バニヤン作『ピルグリム・プログレス』初版は1678年。

 

先入観無しで読んでみて、とマチルダに言われ、アンはページをめくる。

ガリヴァーはオリジナルでもそこそこ読みやすい文章だったが、バニヤンはいちいちつっかえた。言葉づかいが古めかしいのだ。意味が汲みとれない。

 

語り手は荒野を歩いていた。

洞窟を見つけ、中で眠ることにした。

夢の中に何人もの男たちが現れ、どこへ向かおうかと相談を始める。

やがてクリスチャンと盲従者の2名が出発。だが対話しているうちに不仲となり、盲従者は離脱。

クリスチャンは一人きりで荒野を歩き続ける。

 

アン「まだしょっぱなだけど、やっと、ここまで読んだ。

作者はいつ夢からさめるのかな。いったい何が始まってるの?」

 

マチルダ「クリスチャンはずっと歩き続けるの。

タイトルそのまま。巡礼者、前進す。

道中さまざまな愚か者と出会い、アポローンという怪物と戦ったりもしてから、ヴァニティ・フェアという大きな市へたどりつく。
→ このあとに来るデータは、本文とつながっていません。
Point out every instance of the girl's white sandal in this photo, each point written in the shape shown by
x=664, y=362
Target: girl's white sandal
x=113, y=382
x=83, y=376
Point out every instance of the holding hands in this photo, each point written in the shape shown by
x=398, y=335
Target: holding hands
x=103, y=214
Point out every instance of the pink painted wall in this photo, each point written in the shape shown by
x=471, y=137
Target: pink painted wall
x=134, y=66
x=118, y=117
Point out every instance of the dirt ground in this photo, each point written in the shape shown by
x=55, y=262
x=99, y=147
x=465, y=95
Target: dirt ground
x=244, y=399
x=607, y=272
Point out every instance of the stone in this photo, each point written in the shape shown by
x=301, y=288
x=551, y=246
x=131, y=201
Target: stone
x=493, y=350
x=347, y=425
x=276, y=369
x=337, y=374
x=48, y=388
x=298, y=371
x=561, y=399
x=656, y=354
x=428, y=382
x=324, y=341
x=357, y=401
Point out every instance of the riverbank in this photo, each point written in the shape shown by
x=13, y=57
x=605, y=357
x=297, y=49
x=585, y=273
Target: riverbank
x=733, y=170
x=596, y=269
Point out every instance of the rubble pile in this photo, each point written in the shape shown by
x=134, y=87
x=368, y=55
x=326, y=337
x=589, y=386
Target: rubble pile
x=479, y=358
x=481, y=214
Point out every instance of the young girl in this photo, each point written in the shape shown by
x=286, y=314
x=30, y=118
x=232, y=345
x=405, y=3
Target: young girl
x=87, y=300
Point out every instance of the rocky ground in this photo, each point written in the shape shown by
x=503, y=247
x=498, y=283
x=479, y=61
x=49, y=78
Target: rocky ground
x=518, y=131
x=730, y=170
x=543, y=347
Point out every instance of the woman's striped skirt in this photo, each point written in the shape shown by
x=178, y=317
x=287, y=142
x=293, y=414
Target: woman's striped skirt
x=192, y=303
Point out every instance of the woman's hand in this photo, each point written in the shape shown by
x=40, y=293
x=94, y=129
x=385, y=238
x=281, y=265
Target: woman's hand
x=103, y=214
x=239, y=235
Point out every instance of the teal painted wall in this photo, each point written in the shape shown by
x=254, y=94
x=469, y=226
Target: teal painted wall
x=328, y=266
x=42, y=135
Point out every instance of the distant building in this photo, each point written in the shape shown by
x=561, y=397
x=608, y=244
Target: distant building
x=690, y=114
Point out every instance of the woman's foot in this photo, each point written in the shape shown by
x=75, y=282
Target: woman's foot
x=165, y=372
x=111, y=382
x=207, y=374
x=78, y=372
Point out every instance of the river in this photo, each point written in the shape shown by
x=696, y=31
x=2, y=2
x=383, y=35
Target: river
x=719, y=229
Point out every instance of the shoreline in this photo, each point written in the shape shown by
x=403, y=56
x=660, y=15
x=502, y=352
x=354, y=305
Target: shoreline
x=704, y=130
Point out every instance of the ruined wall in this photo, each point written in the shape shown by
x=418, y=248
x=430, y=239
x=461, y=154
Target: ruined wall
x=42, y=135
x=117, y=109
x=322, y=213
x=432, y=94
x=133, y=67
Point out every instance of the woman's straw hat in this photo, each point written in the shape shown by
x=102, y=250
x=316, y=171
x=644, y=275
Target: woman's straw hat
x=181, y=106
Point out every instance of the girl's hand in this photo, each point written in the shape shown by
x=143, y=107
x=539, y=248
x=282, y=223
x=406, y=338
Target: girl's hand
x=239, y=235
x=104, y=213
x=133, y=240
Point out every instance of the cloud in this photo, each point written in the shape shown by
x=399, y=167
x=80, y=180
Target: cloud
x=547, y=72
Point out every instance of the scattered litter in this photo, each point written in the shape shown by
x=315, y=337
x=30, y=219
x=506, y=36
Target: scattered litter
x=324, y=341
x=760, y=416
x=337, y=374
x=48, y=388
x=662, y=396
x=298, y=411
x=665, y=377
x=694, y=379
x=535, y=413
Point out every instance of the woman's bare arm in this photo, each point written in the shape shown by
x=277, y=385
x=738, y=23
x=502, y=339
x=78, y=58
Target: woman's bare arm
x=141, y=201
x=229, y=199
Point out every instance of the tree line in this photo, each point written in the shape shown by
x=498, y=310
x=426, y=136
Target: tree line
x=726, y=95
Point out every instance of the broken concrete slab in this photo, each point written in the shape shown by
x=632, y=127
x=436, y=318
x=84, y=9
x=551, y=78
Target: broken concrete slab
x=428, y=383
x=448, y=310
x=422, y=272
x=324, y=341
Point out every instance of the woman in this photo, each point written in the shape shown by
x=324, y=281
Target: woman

その頃には弁達者になっていて、誰と問答してもやりこめる能力を磨いてるから無敵状態なの。

クリスチャンはなおも荒野を突き進んで戦い抜いていくだろう、と予感させるところで作者は夢から醒めました。

おしまい」

 

アン「え、それだけ?

しかも夢オチ?ばらしちゃっていいの?」

 

マチルダ「そこが気になるうちは愚か者だよ。いまのあらすじを聞いて、どんな感想を言える?」

 

アン「え……と、なんか、小説というよりコミックみたいだなと思った。ゲームのような。ただ、今風じゃない」

 

マチルダ「アンは、ゲームをしたことある?

ボードゲーム、コンピュータゲーム、オリンピックゲームズ、いろいろあるけど」

 

アン「あんまりないねえ。ゲームなんて手に入れたら売ってた。自分でするもんじゃなかったな」

 

マチルダ「ヒント。この物語、オリジナルは17世紀にペンとインクで書かれました。当時、コンピュータは存在しませんでした」

 

アン「……現代だったらコンピュータでつくるようなゲームを、何百年も昔に、紙の本で、やっちゃった?」

 

マチルダ「正解。

登場人物は一部を除いて、頑迷者・忠実者・下心者など、極端にカリカチュアされています。地名も、道徳村・憂鬱沼・火吹山など、愉快なほどに記号化。

この小説は当時、どこの誰でも、英語さえ読めれば面白がれたの。だから大ヒットしたみたいよ」

 

アン「すごいことだけど……まだわからない。マチルダがこの本を、そこまで興奮して推すのはなぜ?いま読んで、これがそんなに面白い?」

 

マチルダ「19世紀後半から20世紀初頭にかけて、女性のライターが女性名でデビューして職業作家になっていく一大ムーヴメントが起きたの。作者自身をモデルにした少女小説が特に好まれて、その頃書かれた名作が今でもドラマや映画化されたりしているわ。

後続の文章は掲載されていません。